En publiant cette dernière œuvre Frédérique Deghelt se concentre sur un des épisodes les plus mystérieux de la vie d’Agatha Christie. Du 3 au 14 décembre 1926 l’écrivaine disparait. A cette époque Agatha Christie vit une période très difficile. Profondément touchée par la mort de sa mère, qui avait une grande importance dans sa vie, elle perd ensuite son mari qui décide de la quitter pour une autre femme. Les deux piliers affectifs de sa vie s’effondrent. Le syndrome de la page blanche ne l’épargne pas. Elle ne parvient plus à écrire et passe son temps à ruminer voyant le foyer qu'elle a construit s'effondrer sans qu’elle ne puisse agir. Ayant l’impression que tout s’écroule autour d’elle, elle décide alors de disparaitre. Agatha Christie abandonne sa voiture sur un chemin de campagne avec à l'arrière quelques effets personnels. Cette route se situe non loin du cottage où son époux passe le week-end avec sa maîtresse. Toute l'Angleterre part alors à sa recherche. Son mari est même soupçonné de meurtre. On la retrouvera dix jours plus tard dans un hôtel du Yorkshire. De ces neuf jours, personne ne sut la vérité. Elle ne s’exprimera jamais sur cet évènement, pas même dans sa biographie. Les médias s’emparent très vite de l’affaire et soulèvent de nombreuses hypothèses. Folie passagère ? Amnésie post-traumatique ? Acte désespéré ? Opération médiatique ? Suicide ? Meurtre ? Personne ne le saura jamais.

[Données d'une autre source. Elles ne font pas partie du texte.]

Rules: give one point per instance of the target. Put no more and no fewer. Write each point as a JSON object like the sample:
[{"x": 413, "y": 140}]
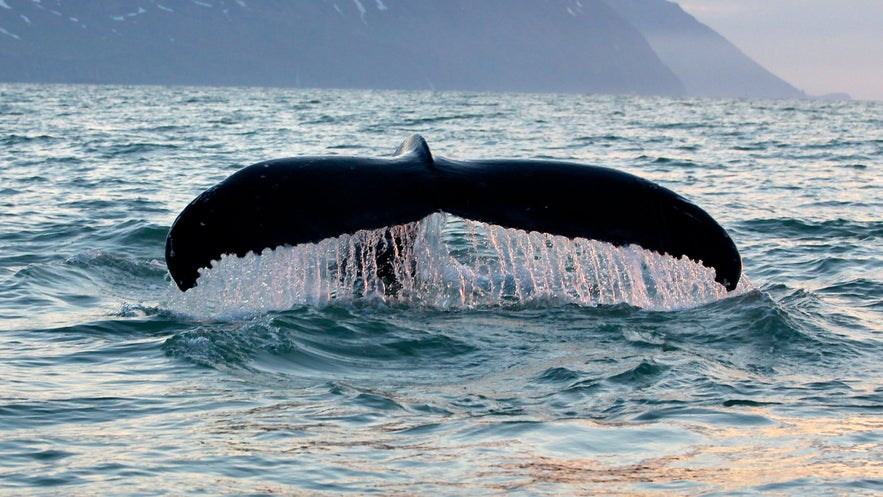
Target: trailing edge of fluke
[{"x": 307, "y": 199}]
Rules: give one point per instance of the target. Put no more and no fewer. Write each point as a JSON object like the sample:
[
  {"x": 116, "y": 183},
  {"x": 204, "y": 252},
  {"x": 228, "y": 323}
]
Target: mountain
[
  {"x": 580, "y": 46},
  {"x": 705, "y": 62}
]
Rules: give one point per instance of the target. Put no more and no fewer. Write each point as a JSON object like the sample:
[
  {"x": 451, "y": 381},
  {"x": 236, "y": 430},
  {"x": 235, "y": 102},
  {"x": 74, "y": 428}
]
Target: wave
[{"x": 447, "y": 262}]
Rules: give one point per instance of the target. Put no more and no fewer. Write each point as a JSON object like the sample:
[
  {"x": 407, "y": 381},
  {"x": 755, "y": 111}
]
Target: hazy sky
[{"x": 819, "y": 46}]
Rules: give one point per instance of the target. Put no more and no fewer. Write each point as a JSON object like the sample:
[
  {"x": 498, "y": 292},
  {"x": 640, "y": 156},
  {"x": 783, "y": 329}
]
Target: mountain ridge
[{"x": 574, "y": 46}]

En attendant Frédérique Deghelt nous propose avec Agatha, sa version des faits.

Entre réel et fiction

Avec Agatha, Frédérique Deghelt se glisse dans la peau de la reine du crime et nous livre son interprétation au sujet de sa disparition. L’écriture de l’œuvre à la première personne permet aux lecteurs de se retrouver en tête à tête avec Agatha Christie. Elle parle du silence, de ses pensées obsessionnelles, des onze jours de disparition et de sa rupture passagère et douloureuse avec sa famille. Le lecteur découvre une femme déchirée par la douleur qui ne parvient plus à écrire. Un des motifs essentiels du roman se trouve dans la limite entre réalité et fiction. Frédérique Deghelt suggère dans son œuvre que la vie de l’écrivaine flirte délibérément avec la fiction. Elle devient son personnage. La narratrice se divise entre, Agatha Christie l’auteure, et un protagoniste fictif, qui porte le même nom que la maitresse de son époux, Teresa Neele. L’auteure, Frédérique Deghelt, ajoute à cette folie fictive des éléments du futur d'Agatha Christie ; ses envies de voyage en Egypte, son souhait d'écrire des romans d'amour sous un pseudonyme (ce qu'elle fera sous le nom de Mary Westmacott). On y retrouve aussi certains de ses personnages emblématiques (tel que Miss Marple). Réel et fiction s’entremêlent et s’affrontent comme si la fiction pouvait sauver les écrivains même dans leurs plus grandes douleurs.

Notre avis ?

La vie d’Agatha Christie comporte tellement de zones d’ombres que les romanciers s’en donnent à cœur joie pour exposer leur interprétation. Il y a peu Brigitte Kernel publiait son roman, Agatha Christie, le chapitre disparu, qui s’intéressait également à cette période étrange de la vie de la reine du crime. La peur d’un doublon un an plus tard avec Frédérique Deghelt était forcément présente. Cependant l’auteure a su rester originale en proposant un contenu totalement différent. Si Brigitte Kernel avait choisi l’angle du thriller psychologique, Frédérique Deghelt s’est davantage attardée sur les sentiments d’Agatha Christie en proposant une fiction romantique. Si les éléments factuels restent les mêmes, les deux femmes ont un point de vue et une interprétation bien différents. On remercie d’ailleurs Frédérique Deghelt d’avoir choisi ce côté sentimental puisque sa plume sensible et délicate convient parfaitement pour décrire et analyser les sentiments. L’écriture très fluide permet aux lecteurs d’être au plus près des émotions du personnage et de s’imaginer discutant avec Agatha Christie de ce passage douloureux de sa vie. Frédérique Deghelt se glisse avec brio dans le cerveau de l’auteure et témoigne de son affection et de l’intérêt qu’elle porte à la célèbre écrivaine.

Extraits

« C'est quand on ne reconnait plus rien qu'on est vraiment en voyage. Le temps se dissout. Tout ce qui avait de l'importance dans notre quotidien a disparu et le quotidien lui-même s'est fait la malle. A sentir, à goûter, à voir, à entendre et à ressentir différemment, on finit par soi-même s'extraire de cette peau embarrassante formée de notre origine, de notre culture, de notre pensée, de notre religion, de nos valeurs et de notre éducation. Et si ce n'est pas pour les abandonner, car on n'évalue les choses et les êtres qu'avec ce qu'on est, tout au moins le voyage ouvre les portes de l'esprit ; il rend souple, curieux et plus confiant. »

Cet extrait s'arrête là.